Trad. : Gérard pour La Paix Maintenant


Ce que l’on appelle le « Document des prisonniers » est actuellement au centre d’une crise politique palestinienne. Ce document a été publié il y a un mois environ dans la prison de Hadarim (Tel Mond), signé par cinq détenus connus par le public palestinien pour leurs activités politiques : Marwan Barghouti, secrétaire général du Fatah et député au parlement ; Sheikh Abd al-Halak Natsche, l’un des leaders les plus importants du Hamas ; Abd el-Rakhim Malouh, membre du comité central de l’OLP au nom du FPLP ; Mustafa Badarneh, du FDLP, et Sheikh Basam al-Saadi, du Jihad islamique (qui a posé une réserve concernant l’une des clauses).

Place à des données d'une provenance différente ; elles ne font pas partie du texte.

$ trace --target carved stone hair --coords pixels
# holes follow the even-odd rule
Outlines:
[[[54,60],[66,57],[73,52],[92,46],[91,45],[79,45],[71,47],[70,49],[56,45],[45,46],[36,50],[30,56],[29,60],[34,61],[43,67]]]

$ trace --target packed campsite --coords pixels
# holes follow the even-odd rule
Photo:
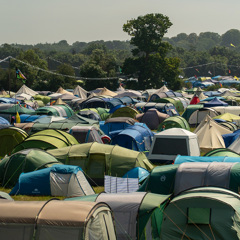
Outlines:
[[[0,238],[239,239],[240,92],[200,83],[2,91]]]

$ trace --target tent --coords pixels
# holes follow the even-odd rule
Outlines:
[[[105,122],[101,121],[99,123],[100,129],[107,135],[110,135],[110,132],[121,131],[129,126],[132,126],[136,123],[136,120],[130,117],[116,117],[109,118]]]
[[[79,143],[103,143],[99,130],[94,126],[73,126],[69,130],[69,133],[73,135]]]
[[[71,134],[61,130],[46,129],[30,135],[22,143],[18,144],[12,153],[28,148],[48,150],[74,144],[78,144],[78,141]]]
[[[0,161],[0,183],[12,187],[22,172],[31,172],[61,164],[52,155],[40,149],[27,149],[7,156]]]
[[[197,126],[205,117],[209,115],[211,118],[218,116],[218,113],[213,108],[200,108],[194,111],[188,119],[190,126]]]
[[[22,87],[16,92],[16,95],[20,95],[22,93],[28,94],[30,96],[38,95],[38,92],[35,92],[31,88],[27,87],[25,84],[23,84]]]
[[[28,134],[17,127],[7,126],[0,129],[0,158],[8,155],[20,143],[22,143]]]
[[[87,94],[88,92],[84,90],[82,87],[80,87],[79,85],[77,85],[73,90],[73,95],[82,99],[87,99]]]
[[[161,131],[163,125],[165,126],[165,129],[183,128],[190,131],[188,122],[183,117],[180,116],[174,116],[165,119],[162,123],[159,124],[158,131]]]
[[[67,199],[70,201],[104,202],[111,207],[117,239],[159,239],[162,209],[169,195],[145,192],[118,193]]]
[[[54,165],[22,173],[10,195],[80,197],[94,193],[80,167]]]
[[[170,117],[165,113],[159,112],[155,108],[150,108],[147,112],[137,114],[136,120],[145,123],[151,130],[157,129],[159,124]]]
[[[213,98],[213,100],[207,103],[204,103],[204,107],[217,107],[217,106],[228,106],[228,104],[219,100],[217,97]]]
[[[103,184],[104,175],[122,177],[134,167],[152,169],[144,153],[132,151],[117,145],[100,143],[84,143],[48,150],[55,158],[64,164],[80,166],[88,180],[94,184]],[[92,184],[92,181],[91,181]]]
[[[133,125],[117,132],[117,134],[110,134],[110,136],[112,138],[111,145],[119,145],[135,151],[145,152],[149,151],[154,135],[148,128]]]
[[[238,153],[228,148],[217,148],[207,152],[205,157],[240,157]]]
[[[177,155],[200,156],[197,135],[171,128],[154,135],[148,159],[153,164],[172,163]]]
[[[138,114],[138,111],[131,107],[122,107],[118,108],[110,117],[130,117],[135,118]]]
[[[2,239],[116,240],[110,208],[79,201],[0,201]]]
[[[194,133],[198,136],[200,149],[208,152],[215,148],[224,148],[225,143],[222,135],[231,133],[231,131],[220,126],[211,117],[206,115]]]
[[[239,195],[221,188],[195,188],[164,209],[159,239],[238,239]]]

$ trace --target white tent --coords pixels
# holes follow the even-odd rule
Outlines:
[[[27,87],[25,84],[23,84],[22,87],[16,92],[16,95],[20,95],[21,93],[25,93],[25,94],[28,94],[30,96],[38,95],[37,92],[35,92],[31,88]]]
[[[87,99],[88,92],[81,88],[79,85],[73,90],[73,95],[78,96],[81,99]]]
[[[196,134],[182,128],[170,128],[154,135],[148,155],[152,163],[172,162],[179,154],[200,156]]]
[[[198,136],[200,149],[210,151],[216,148],[225,148],[222,135],[232,132],[217,124],[209,115],[206,115],[194,133]]]

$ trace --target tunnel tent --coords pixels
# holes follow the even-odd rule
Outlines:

Le contenu se ce document a été discuté en long et en large. En bref, il comprend 18 clauses, dont la plus importante parle de la création d’un Etat palestinien dans les frontières de 1967, de l’acceptation des décisions internationales et de la reconnaissance de la « légitimité arabe » – clauses dont l’interprétation pratique revient à reconnaître Israël. La plupart des autres clauses parlent de l’importance de l’unité palestinienne et du besoin de changement au sein de l’OLP. Une clause importante parle de continuer à négocier avec Israël, et souligne que tout accord obtenu sera soumis à l’approbation du peuple par référendum.

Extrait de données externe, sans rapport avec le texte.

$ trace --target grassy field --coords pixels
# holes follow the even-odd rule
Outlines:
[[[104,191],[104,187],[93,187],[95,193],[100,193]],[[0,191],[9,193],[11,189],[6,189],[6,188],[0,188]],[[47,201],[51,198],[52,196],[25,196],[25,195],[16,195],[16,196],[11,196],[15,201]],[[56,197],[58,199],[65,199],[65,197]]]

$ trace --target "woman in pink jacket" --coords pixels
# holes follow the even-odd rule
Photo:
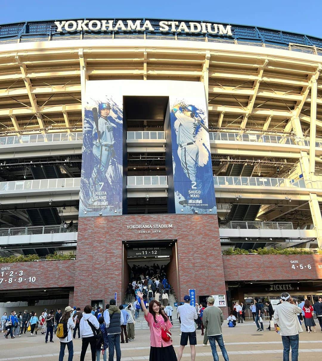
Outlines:
[[[150,361],[177,361],[172,341],[162,340],[161,330],[165,327],[168,330],[172,327],[164,313],[164,307],[160,302],[153,300],[149,304],[149,309],[145,307],[143,299],[143,294],[137,293],[141,302],[141,305],[144,313],[144,318],[150,327]]]

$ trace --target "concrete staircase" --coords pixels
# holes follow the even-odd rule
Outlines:
[[[132,303],[135,301],[134,297],[132,297]],[[178,329],[180,328],[180,325],[179,319],[177,318],[177,308],[174,307],[174,303],[175,302],[173,295],[171,293],[169,295],[169,303],[170,305],[172,306],[173,312],[172,312],[172,322],[173,323],[173,328]],[[149,328],[148,323],[144,319],[144,313],[142,311],[140,310],[140,314],[138,318],[135,320],[135,325],[134,326],[135,330],[149,330]]]

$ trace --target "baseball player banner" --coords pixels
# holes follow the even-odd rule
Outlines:
[[[123,98],[87,82],[83,122],[80,217],[122,214]]]
[[[169,97],[175,213],[217,213],[203,84],[190,90]]]

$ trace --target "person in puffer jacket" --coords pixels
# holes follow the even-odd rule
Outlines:
[[[92,361],[96,359],[96,338],[94,334],[95,330],[98,330],[100,324],[97,318],[91,313],[92,306],[89,305],[86,306],[83,313],[83,317],[79,322],[80,338],[82,339],[82,352],[80,361],[84,361],[88,344],[91,345]]]

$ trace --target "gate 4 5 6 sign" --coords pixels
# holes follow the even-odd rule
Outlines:
[[[310,270],[312,268],[312,266],[310,265],[299,264],[298,261],[291,261],[291,263],[292,264],[292,268],[293,270],[296,269],[297,269],[303,270],[305,268],[307,269]]]

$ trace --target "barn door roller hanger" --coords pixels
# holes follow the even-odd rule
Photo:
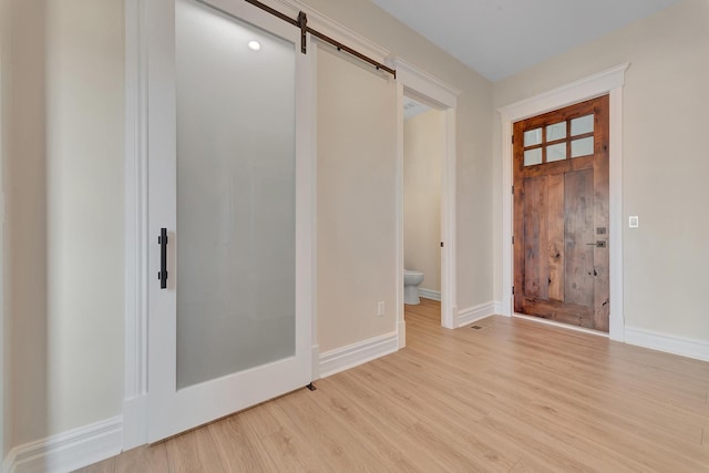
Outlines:
[[[359,51],[353,50],[352,48],[342,44],[341,42],[333,40],[332,38],[328,37],[327,34],[323,34],[317,30],[314,30],[312,28],[308,27],[308,17],[306,16],[306,13],[304,11],[300,11],[298,13],[298,18],[297,19],[292,19],[290,17],[288,17],[287,14],[281,13],[280,11],[259,2],[258,0],[244,0],[247,3],[253,4],[254,7],[258,7],[261,10],[273,14],[274,17],[280,18],[281,20],[292,24],[294,27],[300,28],[300,52],[306,54],[307,48],[306,48],[306,34],[310,33],[314,37],[329,43],[332,44],[335,48],[337,48],[338,51],[345,51],[348,54],[353,55],[354,58],[364,61],[371,65],[373,65],[374,68],[377,68],[377,70],[382,70],[386,72],[389,72],[391,75],[393,75],[394,79],[397,79],[397,70],[395,69],[391,69],[384,64],[382,64],[379,61],[374,61],[373,59],[362,54]]]

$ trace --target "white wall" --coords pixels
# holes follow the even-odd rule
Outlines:
[[[445,114],[435,109],[403,124],[403,265],[441,290],[441,163]]]
[[[494,107],[630,62],[623,106],[626,327],[709,341],[709,2],[687,0],[494,86]],[[501,297],[501,126],[495,135],[495,298]],[[613,304],[613,301],[612,301]]]
[[[123,2],[8,8],[6,309],[14,343],[6,431],[16,446],[121,413]]]
[[[493,300],[492,84],[369,0],[305,0],[312,9],[461,90],[456,115],[459,309]]]
[[[397,89],[329,47],[317,60],[318,343],[327,352],[395,330]]]

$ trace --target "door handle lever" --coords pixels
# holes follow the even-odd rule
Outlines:
[[[157,237],[160,245],[160,273],[157,279],[160,279],[160,288],[167,288],[167,228],[160,229],[160,236]]]
[[[599,240],[598,240],[598,241],[596,241],[596,243],[587,243],[586,245],[593,245],[593,246],[595,246],[596,248],[605,248],[605,247],[607,247],[607,246],[608,246],[608,243],[607,243],[605,239],[599,239]]]

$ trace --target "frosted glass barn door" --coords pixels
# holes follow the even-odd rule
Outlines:
[[[213,3],[150,17],[150,441],[311,381],[307,56],[294,27]]]

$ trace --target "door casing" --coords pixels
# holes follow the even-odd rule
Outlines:
[[[512,207],[512,125],[520,120],[541,115],[553,110],[585,100],[608,94],[610,100],[610,156],[609,156],[609,198],[610,198],[610,225],[608,235],[610,257],[610,300],[613,307],[609,317],[608,337],[612,340],[625,341],[625,318],[623,313],[623,85],[625,71],[629,62],[616,65],[606,71],[579,79],[551,91],[524,99],[497,110],[502,119],[502,270],[501,289],[496,312],[512,317],[513,311],[513,207]],[[535,318],[536,320],[536,318]],[[546,322],[544,320],[537,320]],[[555,322],[546,322],[553,323]],[[582,330],[571,326],[561,325],[572,330]],[[596,333],[596,331],[590,331]],[[603,333],[602,333],[603,336]]]
[[[455,109],[461,93],[402,59],[394,59],[397,69],[397,332],[399,348],[405,346],[403,319],[403,97],[412,95],[442,111],[445,116],[445,153],[441,161],[441,326],[456,328],[455,302]]]

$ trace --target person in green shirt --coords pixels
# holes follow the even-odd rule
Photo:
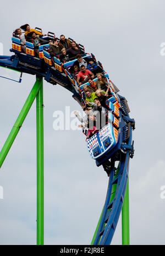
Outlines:
[[[85,100],[87,100],[89,102],[94,102],[95,99],[97,99],[98,97],[95,94],[95,92],[91,92],[91,91],[86,91],[86,99]],[[91,107],[91,105],[88,104],[88,106]]]

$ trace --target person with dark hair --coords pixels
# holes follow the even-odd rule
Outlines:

En apparence, on pourrait douter de la confiance que suscite un document rédigé par des détenus dans une prison israélienne. Après tout, ces détenus sont sous le contrôle strict des autorités pénitentiaires. Tout contact entre eux ou avec des gens du dehors s’effectue sous la surveillance et avec l’accord d’Israël, qui peut les empêcher ou les autoriser. Dans ces conditions, il est à noter que pratiquement aucune voix ne s’est élevée dans l’opinion palestinienne pour mettre en doute la crédibilité du document, du moins pas en public.

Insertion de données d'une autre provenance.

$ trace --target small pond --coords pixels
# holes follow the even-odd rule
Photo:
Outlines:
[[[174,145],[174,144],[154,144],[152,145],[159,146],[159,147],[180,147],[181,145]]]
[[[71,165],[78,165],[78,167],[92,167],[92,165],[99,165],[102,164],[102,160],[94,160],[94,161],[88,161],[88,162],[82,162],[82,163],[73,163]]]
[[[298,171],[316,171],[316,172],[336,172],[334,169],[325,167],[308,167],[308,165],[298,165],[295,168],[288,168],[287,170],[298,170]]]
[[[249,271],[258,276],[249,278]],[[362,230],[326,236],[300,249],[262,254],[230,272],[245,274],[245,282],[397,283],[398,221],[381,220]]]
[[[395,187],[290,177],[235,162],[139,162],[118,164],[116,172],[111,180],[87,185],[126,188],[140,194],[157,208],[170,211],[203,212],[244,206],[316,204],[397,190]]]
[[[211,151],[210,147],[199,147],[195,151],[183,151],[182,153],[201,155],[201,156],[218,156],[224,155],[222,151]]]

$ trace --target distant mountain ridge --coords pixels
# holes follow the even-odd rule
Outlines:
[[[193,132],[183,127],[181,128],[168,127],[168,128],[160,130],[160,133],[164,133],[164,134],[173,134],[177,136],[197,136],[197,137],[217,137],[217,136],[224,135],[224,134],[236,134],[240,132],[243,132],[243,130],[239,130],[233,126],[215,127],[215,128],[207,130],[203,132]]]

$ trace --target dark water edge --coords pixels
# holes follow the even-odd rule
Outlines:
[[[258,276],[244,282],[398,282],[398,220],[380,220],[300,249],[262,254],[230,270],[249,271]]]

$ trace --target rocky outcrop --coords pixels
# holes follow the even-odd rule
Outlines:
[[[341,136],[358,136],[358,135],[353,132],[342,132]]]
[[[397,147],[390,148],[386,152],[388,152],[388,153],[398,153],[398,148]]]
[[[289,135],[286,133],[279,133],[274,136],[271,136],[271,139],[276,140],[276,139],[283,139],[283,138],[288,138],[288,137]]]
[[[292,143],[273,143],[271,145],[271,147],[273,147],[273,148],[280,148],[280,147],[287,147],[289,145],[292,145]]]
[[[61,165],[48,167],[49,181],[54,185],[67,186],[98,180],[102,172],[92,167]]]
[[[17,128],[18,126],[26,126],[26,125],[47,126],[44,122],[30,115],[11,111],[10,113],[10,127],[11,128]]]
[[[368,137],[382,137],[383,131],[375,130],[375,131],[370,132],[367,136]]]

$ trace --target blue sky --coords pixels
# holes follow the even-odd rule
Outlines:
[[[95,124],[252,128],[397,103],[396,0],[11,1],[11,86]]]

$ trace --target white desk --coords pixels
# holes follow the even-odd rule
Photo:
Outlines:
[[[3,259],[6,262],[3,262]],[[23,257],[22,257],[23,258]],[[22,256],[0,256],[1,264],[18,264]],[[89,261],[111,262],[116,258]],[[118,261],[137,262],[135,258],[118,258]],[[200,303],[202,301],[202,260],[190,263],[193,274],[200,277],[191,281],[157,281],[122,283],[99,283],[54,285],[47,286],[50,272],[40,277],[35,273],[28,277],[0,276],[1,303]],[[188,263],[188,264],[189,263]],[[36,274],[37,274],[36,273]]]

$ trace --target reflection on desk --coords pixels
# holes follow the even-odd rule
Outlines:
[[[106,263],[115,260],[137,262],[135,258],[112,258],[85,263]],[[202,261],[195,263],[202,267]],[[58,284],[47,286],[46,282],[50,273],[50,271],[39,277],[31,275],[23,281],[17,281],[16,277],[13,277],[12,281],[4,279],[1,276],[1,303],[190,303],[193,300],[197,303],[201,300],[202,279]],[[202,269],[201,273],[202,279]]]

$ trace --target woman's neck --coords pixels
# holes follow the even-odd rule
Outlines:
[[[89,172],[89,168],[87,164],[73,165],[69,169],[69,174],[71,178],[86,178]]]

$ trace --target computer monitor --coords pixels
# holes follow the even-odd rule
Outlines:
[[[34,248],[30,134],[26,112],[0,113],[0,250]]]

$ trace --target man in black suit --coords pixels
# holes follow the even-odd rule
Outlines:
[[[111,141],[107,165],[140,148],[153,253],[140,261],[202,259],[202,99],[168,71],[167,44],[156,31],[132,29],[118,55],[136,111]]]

Seul le premier ministre palestinien, Ismail Haniyeh (Hamas), a demandé à l’opinion de ne pas oublier que le document émane de détenus d’une seule prison, et non de toutes les prisons. Ses remarques reflètent le malaise, pour le moins, que suscite le document chez la plupart des dirigeants du Hamas. Pourtant, ils hésitent à le critiquer, compte tenu de l’immense sympathie dont jouissent ces prisonniers dans tous les secteurs de l’opinion, en Cisjordanie comme à Gaza. Et, en particulier, Marwan Barghouti, leader de la jeune génération du Fatah, souvent appelé « l’ingénieur de l’Intifada ».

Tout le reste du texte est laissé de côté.